One thing I learned during more than 40 years as a journalist is that the power to set the terms of the debate sometimes can be decisive in determining the outcome of the debate.

That could be happening now with monetary policy. By loudly demanding that the Federal Reserve lower interest rates – and announcing plans to appoint to the Fed two men who agree – President Trump may be making the issue one of whether the Fed should lower rates, rather than one of what the proper level of rates are.

There is at the moment no hard evidence that the economy is slowing from the rapid growth shown in 2018 – growth that only a few months ago led most observers to think the Fed would continue to raise interest rates in 2019.

This week the Labor Department reported that in the first week of April there were 196,000 new claims for unemployment insurance filed. The last time there were fewer claims filed was nearly half a century ago, in October 1969. Of course, the labor force was less than half as large then as it is now, so on a proportional basis this is a record low in new claims.

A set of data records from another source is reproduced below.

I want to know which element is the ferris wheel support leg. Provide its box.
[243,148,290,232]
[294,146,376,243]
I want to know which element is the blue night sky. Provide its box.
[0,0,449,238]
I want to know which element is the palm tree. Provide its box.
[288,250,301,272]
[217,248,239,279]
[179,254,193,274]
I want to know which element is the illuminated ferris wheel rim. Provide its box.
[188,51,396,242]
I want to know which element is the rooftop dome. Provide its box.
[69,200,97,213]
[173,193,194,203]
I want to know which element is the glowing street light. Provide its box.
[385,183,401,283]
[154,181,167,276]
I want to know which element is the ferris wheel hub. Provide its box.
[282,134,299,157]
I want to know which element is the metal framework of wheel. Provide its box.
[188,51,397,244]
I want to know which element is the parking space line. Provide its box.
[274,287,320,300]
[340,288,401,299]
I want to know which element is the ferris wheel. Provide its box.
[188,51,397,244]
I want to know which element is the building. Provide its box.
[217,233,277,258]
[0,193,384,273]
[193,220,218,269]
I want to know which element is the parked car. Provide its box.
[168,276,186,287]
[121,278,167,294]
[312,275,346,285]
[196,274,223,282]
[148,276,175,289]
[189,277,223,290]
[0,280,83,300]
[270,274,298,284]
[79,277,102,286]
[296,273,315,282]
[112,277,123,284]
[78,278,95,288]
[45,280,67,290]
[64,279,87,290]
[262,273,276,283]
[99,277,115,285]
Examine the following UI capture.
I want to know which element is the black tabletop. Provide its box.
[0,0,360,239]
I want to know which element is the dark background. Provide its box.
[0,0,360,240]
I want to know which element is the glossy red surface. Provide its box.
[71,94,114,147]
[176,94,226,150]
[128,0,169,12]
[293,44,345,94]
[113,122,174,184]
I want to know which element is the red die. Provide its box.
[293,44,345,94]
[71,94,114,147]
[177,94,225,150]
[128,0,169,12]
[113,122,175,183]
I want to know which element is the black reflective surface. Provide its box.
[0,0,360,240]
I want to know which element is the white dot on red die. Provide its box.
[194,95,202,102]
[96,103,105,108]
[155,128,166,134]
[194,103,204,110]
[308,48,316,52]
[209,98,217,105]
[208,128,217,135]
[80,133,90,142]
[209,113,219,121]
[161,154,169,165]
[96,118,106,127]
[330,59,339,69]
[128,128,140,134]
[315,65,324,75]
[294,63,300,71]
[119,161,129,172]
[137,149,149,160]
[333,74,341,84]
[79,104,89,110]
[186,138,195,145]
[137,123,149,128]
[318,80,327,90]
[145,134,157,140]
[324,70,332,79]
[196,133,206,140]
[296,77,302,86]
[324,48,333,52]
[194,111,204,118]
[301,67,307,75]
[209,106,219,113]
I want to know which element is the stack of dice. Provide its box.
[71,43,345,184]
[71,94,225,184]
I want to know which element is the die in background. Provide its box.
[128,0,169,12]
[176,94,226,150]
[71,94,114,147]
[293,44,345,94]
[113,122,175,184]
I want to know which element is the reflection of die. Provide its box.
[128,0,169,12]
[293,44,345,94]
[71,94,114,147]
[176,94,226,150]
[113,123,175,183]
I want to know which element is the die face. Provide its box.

The big stimulus for the economy in 2018 was the Trump tax cut passed at the end of 2017, coupled with a (temporary?) rise in government spending. There is no evidence now that the tax cut will have a long term impact – as it would if it caused productivity to rise – but it provided a large dose of Keynesian stimulus.

That stimulus will eventually wear off, but it does not yet seem to have done so.

This year there are perhaps three possible alternative scenarios. By far the least likely is a quick recession. There was talk of that when the stock market swooned in December and jobless claims rose a bit. Those soon reversed, but in March the yield curve inverted for a brief time, restarting the negative commentary. That too has faded, although it could return. If there is a significant slowing in the economy, monetary easing might be appropriate.

The second possibility is a slowing from 2018’s unsustainable pace for job growth, but continuing at a healthy clip. Under such circumstances there would be no cause to lower rates, but perhaps not a strong case for further increases.

It is the third possibility that concerns me now – of continued strong growth coupled with what Alan Greenspan once called “irrational exuberance” in asset prices. Last year the economy added 240,000 jobs a month, the most for any year since 2006. There appears to be little threat from inflation today, just as was the case in 2006. And just as in 2006, the Fed’s lifting of interest rates last year has been greeted as a mistake by many who point to the absence of any goods and services price pressures.

Of course there was a threat in 2006, as we learned all too well a couple of years later when the financial crisis exploded, sending the world into recession. As Fed Chairman Jerome Powell put it in a speech at the Jackson Hole conference last August, “in the run-up to the past two recessions, destabilizing excesses appeared mainly in financial markets rather than in inflation. Thus, risk management suggests looking beyond inflation for signs of excesses.”

If the economy does extend its unsustainable 2018 trajectory this year – if jobs continue to grow around 200,000 a month and unemployment continues to decline – the risk of financial excesses will grow, and a wise Fed would consider whether it was time to raise rates again, and perhaps take other steps to restrain the economy. We now know that such steps would have been wise in 2005.

But if the issue in the public arena is not whether financial excesses are growing, but only whether rates should be reduced amid low price pressures, then the Fed might compromise on a policy of doing nothing. We could all cross our fingers and hope that would work out better than it did after 2005. I, for one, would feel better if I were sure the Fed will not so quickly forget the lesson that Chairman Powell elucidated so recently.

Floyd Norris, a fellow at the Center for Financial Economics, is a former chief financial correspondent for The New York Times.